Patel: The filmmaking is very deliberate thanks to Jason [Bateman] setting the style and tone in Season One, but over time, like all good things, it evolved. In Season One, collectively we were trying to figure out the strengths of the show, both aesthetically and from a character/story.
When it came to constructing a scene, some of the challenges were to make decisions around whether to use coverage or not, questioning whether the scene can hold up in a one-shot. It came down to having the confidence to say, “I’m going to stay here as long as possible because the internal rhythms of what the actors are bringing are on point and there’s no need to augment that.” There were many times when I would have options, but editorially elected not to use specific coverage. A good example is Season Two, Episode Two (“The Precious Blood of Jesus”), which Jason directed. There’s a oner at the end of that episode, with Rachel at the police station and Agent Petty enters. We had coverage of him, but Jason and I chose not to use that piece of coverage. We cherry-picked all of Petty’s best lines and played them off screen. So, it’s almost a three-minute oner on Rachel but you understand Petty is there because you recognize his voice. The camera moves through the scene, framing up the story as the scene develops. There was zero reason to mess with it.
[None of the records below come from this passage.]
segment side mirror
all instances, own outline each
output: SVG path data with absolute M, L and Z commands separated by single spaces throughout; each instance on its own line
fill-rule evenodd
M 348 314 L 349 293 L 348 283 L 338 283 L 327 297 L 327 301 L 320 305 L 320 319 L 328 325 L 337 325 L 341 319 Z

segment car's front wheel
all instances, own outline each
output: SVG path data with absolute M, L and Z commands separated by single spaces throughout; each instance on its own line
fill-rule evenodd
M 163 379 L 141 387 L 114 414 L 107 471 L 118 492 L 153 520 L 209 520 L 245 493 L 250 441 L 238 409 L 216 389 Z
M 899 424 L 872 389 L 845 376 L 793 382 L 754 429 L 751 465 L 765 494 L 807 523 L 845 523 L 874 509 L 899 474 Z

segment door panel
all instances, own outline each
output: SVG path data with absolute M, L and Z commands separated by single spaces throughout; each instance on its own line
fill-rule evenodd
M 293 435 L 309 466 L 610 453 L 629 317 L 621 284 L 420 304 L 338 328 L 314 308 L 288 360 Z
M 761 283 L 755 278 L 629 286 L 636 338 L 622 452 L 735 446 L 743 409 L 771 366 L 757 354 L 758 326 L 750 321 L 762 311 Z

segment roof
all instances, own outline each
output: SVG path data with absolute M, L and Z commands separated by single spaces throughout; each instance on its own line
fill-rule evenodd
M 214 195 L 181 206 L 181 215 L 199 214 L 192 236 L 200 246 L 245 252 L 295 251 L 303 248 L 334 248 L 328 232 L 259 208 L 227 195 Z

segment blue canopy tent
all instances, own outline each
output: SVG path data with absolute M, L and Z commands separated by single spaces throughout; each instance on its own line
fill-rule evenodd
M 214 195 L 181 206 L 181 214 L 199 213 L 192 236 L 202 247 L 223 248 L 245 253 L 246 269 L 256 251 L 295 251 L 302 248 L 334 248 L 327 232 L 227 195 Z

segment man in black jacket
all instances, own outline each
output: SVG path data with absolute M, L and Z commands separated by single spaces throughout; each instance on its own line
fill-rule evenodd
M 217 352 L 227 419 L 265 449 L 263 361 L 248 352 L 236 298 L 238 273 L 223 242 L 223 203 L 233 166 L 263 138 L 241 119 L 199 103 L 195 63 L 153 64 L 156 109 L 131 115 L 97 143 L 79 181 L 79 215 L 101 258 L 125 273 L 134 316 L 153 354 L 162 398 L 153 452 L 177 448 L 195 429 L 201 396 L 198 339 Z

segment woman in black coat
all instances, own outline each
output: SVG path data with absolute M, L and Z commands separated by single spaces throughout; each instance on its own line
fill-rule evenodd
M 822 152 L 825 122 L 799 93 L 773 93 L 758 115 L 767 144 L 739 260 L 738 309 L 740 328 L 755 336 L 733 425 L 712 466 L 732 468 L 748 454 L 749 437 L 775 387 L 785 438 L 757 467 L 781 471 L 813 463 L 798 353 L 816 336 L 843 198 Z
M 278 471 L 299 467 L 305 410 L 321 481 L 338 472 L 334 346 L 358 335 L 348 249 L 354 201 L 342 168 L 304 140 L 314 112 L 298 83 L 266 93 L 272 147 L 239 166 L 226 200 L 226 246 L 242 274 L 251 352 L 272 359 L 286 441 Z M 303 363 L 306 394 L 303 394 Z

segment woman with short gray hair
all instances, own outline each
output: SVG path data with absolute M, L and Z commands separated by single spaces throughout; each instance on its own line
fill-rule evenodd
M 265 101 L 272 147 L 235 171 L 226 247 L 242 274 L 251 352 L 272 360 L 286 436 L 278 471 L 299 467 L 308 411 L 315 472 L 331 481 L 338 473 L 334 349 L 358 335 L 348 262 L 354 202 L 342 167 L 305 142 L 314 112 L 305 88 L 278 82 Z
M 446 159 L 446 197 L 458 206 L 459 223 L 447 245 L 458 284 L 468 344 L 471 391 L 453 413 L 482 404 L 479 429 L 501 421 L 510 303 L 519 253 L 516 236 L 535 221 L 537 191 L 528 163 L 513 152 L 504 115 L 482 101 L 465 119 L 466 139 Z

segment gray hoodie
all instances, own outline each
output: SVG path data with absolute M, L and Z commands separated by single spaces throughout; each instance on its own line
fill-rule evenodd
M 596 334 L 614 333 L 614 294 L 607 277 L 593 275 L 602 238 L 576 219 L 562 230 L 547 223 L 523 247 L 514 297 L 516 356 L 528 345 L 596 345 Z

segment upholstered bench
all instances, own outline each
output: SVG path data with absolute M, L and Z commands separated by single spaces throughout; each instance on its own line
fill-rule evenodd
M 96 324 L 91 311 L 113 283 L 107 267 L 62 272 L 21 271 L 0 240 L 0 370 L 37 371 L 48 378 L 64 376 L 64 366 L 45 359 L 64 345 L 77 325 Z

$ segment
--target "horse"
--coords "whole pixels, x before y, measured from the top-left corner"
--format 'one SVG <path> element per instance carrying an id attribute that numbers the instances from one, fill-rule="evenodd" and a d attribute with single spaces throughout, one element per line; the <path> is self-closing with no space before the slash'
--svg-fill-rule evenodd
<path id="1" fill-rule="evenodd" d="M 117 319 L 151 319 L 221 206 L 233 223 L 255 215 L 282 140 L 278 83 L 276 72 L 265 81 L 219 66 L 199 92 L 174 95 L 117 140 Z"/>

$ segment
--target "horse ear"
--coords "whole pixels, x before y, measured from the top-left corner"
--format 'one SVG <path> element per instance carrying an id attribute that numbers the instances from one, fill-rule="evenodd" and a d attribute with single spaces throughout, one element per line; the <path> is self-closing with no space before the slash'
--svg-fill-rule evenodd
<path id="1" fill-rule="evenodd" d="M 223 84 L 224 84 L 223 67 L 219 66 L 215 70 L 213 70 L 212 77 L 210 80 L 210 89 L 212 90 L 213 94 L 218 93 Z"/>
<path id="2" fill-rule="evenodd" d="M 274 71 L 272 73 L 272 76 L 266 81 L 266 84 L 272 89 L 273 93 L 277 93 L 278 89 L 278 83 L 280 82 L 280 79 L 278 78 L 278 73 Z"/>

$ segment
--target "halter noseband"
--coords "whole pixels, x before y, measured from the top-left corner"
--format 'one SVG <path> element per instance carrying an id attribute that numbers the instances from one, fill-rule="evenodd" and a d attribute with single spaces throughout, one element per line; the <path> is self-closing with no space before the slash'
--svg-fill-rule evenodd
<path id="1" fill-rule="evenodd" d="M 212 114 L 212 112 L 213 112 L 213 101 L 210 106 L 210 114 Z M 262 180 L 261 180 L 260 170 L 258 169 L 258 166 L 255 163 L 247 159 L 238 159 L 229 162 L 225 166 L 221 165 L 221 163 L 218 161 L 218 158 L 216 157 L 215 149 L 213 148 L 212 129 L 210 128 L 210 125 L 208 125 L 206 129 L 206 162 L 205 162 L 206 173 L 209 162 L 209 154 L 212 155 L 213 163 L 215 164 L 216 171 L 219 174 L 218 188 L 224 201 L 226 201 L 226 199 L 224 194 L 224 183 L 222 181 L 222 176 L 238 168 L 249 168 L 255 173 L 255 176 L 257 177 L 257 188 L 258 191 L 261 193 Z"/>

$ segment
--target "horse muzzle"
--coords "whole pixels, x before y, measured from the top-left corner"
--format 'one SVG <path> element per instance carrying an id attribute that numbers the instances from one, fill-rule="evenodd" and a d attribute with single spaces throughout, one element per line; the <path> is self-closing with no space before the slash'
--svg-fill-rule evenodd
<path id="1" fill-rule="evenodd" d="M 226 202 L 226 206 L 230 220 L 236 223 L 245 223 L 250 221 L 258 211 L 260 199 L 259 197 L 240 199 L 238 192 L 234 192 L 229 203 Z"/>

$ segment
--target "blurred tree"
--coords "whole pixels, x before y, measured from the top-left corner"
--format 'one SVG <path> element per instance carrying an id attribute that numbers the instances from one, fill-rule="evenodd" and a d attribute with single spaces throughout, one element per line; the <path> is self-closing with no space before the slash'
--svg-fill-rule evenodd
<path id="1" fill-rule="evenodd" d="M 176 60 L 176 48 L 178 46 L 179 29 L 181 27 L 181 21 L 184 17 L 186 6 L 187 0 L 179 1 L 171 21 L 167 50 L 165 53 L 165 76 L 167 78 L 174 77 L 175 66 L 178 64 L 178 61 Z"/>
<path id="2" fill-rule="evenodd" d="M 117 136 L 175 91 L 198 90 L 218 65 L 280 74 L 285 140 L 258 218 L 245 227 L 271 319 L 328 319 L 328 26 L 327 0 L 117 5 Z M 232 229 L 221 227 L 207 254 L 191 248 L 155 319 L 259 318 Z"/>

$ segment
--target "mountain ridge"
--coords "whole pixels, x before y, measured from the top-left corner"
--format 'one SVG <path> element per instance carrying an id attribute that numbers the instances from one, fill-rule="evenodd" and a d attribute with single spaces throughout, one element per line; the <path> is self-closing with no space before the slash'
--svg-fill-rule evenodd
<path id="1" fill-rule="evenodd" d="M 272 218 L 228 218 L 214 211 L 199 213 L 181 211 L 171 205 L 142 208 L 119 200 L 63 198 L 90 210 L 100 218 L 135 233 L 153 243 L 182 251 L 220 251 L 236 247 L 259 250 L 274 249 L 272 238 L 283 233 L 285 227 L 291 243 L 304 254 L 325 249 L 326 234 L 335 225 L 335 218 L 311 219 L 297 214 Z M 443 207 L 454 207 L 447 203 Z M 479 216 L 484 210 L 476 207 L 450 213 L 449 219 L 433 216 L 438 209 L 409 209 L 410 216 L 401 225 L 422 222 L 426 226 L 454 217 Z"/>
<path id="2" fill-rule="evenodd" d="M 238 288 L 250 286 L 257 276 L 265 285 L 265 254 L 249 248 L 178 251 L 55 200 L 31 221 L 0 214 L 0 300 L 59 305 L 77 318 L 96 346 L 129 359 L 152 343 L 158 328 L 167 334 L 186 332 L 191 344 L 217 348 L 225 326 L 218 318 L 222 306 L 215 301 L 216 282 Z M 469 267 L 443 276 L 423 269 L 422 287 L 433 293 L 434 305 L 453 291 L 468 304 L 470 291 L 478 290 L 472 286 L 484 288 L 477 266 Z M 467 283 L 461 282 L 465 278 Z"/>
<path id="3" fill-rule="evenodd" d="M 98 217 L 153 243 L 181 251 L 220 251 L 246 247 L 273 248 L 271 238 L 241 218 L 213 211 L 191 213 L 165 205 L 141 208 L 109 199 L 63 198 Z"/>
CineMontage: It really adds to the tension.
Patel: You’re exactly right. Tension builds because the audience starts to lean in, listening, without being “manipulated.” You’re just watching it happen and it feels real and grounded. So, when you make the powerful cut and learn new information, it feels great. That’s testament to Jason’s aesthetic. Even family arguments work well in a wide shot, with their dialogue stepping on each other, feeding off their own rhythms. It is a fine balance and an interesting test as an editor, knowing when to step in and change that rhythm, or to trust it and let it be.
CineMontage: What are the conversations like before an episode comes to you?
Patel: I read all the scripts before I start working on my given episodes, then not again. Then I just react to the film. I prefer not to be involved in tone meetings but will have conversations with showrunner Chris Mundy. Knowing the characters, their sensibilities, I know what’s at hand. I understand the tone. So, when something isn’t coming through in the dailies, I can send up a flare as an objective viewer. Truthfully, across all four seasons, I think I’ve only called Chris regarding tone three times. Jason and Chris both valued my input, and with that trust built, you’re not working from a place of fear. I’ve always felt like a partner with them on this journey.
CineMontage: What is your involvement with sound design?
Patel: Sound design is immensely important to me, and I take pride in delivering my episodes with them being fully loaded. Having not come up through the ranks per se, when I present my editor’s cut, they have to be complete with sound, and music. My personal goal is to emulate a finished version of the episode, with a strong visual point of view. I feel this approach has served me well through my career so far. I would hope that my presentation helps the directors and producers evaluate if the episode is playing or not. I also encourage my assistants to take ownership and pride in doing sound work. It’s a wonderful opportunity for them to showcase their talents.
I find this comment by Vikash Patel’s frustrating
“I also encourage my assistants to take ownership and pride in doing sound work. It’s a wonderful opportunity for them to showcase their talents.”
Are assistant picture editors sound editors and sound designers? If they are expected to do this for you to provide a “fully loaded cut”, you should pay them appropriately. Did sound work help get you bumped up? As you admit, no. Maybe your assistant can showcase their editing abilities by actually editing picture? Maybe you should be hiring a sound editor to do the sound editing? Sad your assistant makes you a good editor that is able to present a “fully loaded cut” that has served you well because “you didn’t work up through the ranks per se.” You need to be thanking your assistant, not applauding yourself that you encourage your assistant to take “ownership and pride” in sound work.